Tom DiCillo (16:33):
Today’s world is driven by fear. Fear is not a healthy place for mistakes. Mistakes are made by humans. Human beings and humanity need to be fully embraced and accepted in order for human accident and error to exist without condemnation.
Hal Hartley (16:34):
Funny: my new movie has a bit of dialogue where that distinction is insisted upon – are mistakes necessarily failures?
Tom DiCillo (16:35):
I think not. I think mistakes are divine. Again, we must distinguish between honest mistakes and really bad decisions that were made for one’s self-interest.
Andreas Ströhl (16:36):
Sometimes failure is no success at all...

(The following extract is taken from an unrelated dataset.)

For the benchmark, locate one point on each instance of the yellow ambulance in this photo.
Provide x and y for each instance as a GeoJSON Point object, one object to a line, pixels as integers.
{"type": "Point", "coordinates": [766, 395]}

I will go back to Arthur Miller for a moment. The American psyche seems to take great pleasure in pointing out someone’s mistake and bellowing it to the world. You failed! You failed!! It takes enormous inner strength to silence that air raid siren, especially when its pronouncement is projected so vehemently out into the world.
Andreas Ströhl (16:40):
Ah, the Germans think that is a typically German behavior. I think we should continue this with a flawless beer on each coast, and make some beautiful mistakes. Let’s wrap this up. Thanks so much, Hal and Tom, for playing along!